Garbage collection will only permanently delete a file marked as pending delete if there are no open handles to that file. As long as any process has the file open, garbage collection cannot delete it. This prevents files from disappearing unexpectedly while a program is still using them. It also ensures file content is not deleted before pending writes are completed. Once all handles are closed, the pending delete file can be permanently deleted.

Running garbage collection periodically ensures disk space is recovered in a timely manner after deletes. It also scrubs orphaned metadata leftover from aborted creates and deletes. Garbage collection is a key process that keeps the file system tidy and enables safe file deletion.[1]

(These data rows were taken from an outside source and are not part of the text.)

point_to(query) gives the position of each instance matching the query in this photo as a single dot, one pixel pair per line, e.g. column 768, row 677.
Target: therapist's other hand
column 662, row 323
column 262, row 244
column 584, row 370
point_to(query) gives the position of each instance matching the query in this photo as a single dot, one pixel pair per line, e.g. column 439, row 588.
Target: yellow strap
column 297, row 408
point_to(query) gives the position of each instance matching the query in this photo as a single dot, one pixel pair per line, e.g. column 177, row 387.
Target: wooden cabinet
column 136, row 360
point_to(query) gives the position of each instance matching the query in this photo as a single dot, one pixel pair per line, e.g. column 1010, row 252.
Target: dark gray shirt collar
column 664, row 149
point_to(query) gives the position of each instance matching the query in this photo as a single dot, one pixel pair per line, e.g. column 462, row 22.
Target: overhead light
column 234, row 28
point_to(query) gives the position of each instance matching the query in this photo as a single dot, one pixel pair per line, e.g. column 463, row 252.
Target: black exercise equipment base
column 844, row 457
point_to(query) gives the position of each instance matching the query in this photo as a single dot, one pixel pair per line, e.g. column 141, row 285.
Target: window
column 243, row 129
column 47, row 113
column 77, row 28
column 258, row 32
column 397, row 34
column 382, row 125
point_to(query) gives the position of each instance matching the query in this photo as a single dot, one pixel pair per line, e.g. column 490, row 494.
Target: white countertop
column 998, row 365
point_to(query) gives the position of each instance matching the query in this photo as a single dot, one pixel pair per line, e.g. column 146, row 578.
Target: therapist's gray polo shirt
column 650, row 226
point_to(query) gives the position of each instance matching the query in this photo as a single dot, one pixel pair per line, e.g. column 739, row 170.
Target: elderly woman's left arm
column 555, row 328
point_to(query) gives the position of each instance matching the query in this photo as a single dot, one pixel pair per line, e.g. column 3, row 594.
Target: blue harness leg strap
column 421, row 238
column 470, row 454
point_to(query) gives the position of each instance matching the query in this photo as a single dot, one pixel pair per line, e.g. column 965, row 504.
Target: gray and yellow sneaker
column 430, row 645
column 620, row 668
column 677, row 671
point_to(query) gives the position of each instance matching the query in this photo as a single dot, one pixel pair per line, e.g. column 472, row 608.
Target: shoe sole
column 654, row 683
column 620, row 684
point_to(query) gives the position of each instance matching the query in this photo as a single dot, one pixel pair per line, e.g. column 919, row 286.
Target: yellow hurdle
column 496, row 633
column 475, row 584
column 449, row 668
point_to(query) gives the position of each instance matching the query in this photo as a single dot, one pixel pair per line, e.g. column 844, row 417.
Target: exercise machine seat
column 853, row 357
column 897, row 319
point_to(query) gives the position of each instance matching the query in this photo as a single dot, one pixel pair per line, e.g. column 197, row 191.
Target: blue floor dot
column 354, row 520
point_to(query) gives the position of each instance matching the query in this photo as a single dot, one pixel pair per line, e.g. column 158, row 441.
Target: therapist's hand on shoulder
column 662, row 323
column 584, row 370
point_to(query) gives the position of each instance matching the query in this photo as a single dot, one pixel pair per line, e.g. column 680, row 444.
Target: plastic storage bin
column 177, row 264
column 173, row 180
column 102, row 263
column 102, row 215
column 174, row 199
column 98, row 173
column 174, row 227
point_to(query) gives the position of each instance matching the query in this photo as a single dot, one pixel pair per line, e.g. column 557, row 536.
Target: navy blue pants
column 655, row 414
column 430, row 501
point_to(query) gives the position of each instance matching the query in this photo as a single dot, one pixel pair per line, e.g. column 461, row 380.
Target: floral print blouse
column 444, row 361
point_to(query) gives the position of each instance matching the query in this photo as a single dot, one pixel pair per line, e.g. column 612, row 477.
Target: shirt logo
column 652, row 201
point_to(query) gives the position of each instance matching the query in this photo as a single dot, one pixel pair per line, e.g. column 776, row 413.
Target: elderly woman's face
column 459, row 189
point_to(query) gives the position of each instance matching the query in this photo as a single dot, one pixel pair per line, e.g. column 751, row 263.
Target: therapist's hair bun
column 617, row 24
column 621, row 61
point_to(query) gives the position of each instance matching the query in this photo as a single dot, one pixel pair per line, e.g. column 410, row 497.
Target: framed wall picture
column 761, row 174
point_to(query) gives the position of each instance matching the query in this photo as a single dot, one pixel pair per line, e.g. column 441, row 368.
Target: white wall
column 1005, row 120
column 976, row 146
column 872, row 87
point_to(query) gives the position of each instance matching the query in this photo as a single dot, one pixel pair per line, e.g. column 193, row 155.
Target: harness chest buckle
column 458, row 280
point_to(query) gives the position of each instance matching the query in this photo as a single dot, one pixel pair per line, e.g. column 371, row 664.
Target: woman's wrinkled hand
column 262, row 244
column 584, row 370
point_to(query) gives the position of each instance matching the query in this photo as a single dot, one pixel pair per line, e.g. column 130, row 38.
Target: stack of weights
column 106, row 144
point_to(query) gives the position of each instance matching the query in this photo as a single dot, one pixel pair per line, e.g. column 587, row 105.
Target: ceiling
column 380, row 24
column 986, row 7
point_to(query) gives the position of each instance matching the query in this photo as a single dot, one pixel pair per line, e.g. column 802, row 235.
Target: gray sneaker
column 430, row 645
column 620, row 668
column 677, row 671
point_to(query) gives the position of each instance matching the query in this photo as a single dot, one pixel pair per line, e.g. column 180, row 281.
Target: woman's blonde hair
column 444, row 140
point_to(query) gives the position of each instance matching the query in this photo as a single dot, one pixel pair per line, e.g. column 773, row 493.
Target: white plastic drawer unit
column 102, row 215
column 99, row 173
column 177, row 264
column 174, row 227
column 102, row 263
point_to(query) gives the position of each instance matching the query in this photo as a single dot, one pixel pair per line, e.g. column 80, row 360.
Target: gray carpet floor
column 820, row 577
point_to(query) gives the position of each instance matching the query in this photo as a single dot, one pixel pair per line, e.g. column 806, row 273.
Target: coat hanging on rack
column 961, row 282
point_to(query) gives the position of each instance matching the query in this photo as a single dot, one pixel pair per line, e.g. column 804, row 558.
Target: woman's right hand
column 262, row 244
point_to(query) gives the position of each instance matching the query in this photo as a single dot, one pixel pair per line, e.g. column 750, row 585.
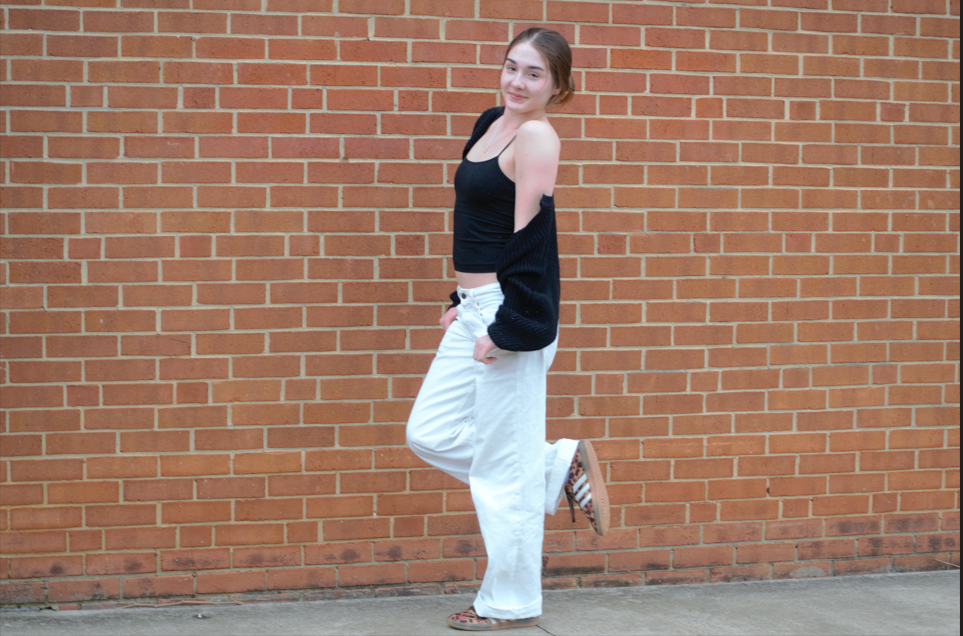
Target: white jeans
column 485, row 425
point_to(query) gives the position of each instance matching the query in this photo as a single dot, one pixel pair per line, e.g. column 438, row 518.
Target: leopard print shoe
column 470, row 621
column 586, row 487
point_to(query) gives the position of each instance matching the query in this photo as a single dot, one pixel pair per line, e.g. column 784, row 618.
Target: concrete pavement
column 917, row 604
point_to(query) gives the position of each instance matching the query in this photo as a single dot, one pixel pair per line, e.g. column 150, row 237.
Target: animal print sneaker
column 586, row 487
column 469, row 620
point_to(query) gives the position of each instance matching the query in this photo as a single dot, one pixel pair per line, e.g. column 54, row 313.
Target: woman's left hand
column 484, row 346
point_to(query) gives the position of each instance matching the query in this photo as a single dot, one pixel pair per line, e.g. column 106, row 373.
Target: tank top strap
column 506, row 147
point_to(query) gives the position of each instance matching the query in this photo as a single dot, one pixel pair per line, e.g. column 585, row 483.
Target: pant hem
column 529, row 611
column 559, row 474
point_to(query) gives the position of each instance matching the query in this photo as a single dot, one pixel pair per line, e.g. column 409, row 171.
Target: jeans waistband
column 481, row 295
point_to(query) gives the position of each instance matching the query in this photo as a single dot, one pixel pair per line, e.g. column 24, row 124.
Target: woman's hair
column 557, row 53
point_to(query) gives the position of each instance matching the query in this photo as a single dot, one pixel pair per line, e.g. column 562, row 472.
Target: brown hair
column 557, row 53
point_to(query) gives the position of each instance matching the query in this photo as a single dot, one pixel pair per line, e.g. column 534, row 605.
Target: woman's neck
column 514, row 120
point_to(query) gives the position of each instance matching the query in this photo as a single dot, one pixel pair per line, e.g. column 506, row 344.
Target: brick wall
column 226, row 246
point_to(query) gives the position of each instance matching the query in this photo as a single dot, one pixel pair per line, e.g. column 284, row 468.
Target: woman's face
column 526, row 81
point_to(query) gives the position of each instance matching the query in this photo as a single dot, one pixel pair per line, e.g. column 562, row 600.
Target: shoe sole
column 504, row 624
column 597, row 485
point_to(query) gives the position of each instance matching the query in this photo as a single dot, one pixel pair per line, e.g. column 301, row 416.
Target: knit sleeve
column 528, row 272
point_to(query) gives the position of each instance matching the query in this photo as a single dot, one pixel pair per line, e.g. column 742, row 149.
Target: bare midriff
column 468, row 280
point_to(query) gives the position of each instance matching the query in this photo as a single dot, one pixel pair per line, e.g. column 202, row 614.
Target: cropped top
column 528, row 271
column 484, row 213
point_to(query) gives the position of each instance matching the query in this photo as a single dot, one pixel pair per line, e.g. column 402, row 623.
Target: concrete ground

[1] https://learn.microsoft.com/en-us/sql/relational-databases/system-stored-procedures/filestream-and-filetable-sp-filestream-force-garbage-collection?view=sql-server-ver16

Why Discovery is Needed

The file discovery process that Windows performs before deletion is crucial to avoid potential problems like data loss or corruption. As explained in previous sections, the file system contains complex interdependencies between file tables, metadata, open handles, locks, and more. Deleting a file immediately can lead to orphaned structures or corrupted references if the file is still in use by a process [1]. The discovery phase allows the operating system to cleanly finalize all operations involving the file, decrement open handle counts, release any locks, and unlink any directory entries before deletion [2]. This prevents deletion from interfering with active processes or leaving remnants behind in the file system. Overall, the upfront cost of discovery is worthwhile to ensure integrity of file system data structures and avoid potential corruption issues down the line.

Conclusion

In summary, there are several key reasons why the file discovery phase is essential before Windows deletes files:

The discovery process allows Windows to locate all traces of a file in the file system and closure open handles before deletion. This prevents errors or crashes if a program still has a file open. Discovery also logs information about each file’s metadata and location before deletion. This provides stability and recoverability if something goes wrong.

By taking time to discover files slated for deletion, Windows can cleanly prepare the file system and free up space. Rushing this process risks data loss or corruption. The discovery phase gives Windows a comprehensive view of each file so deletions happen smoothly. While it may seem slow, the discovery process ultimately allows Windows to maintain the integrity and reliability users expect.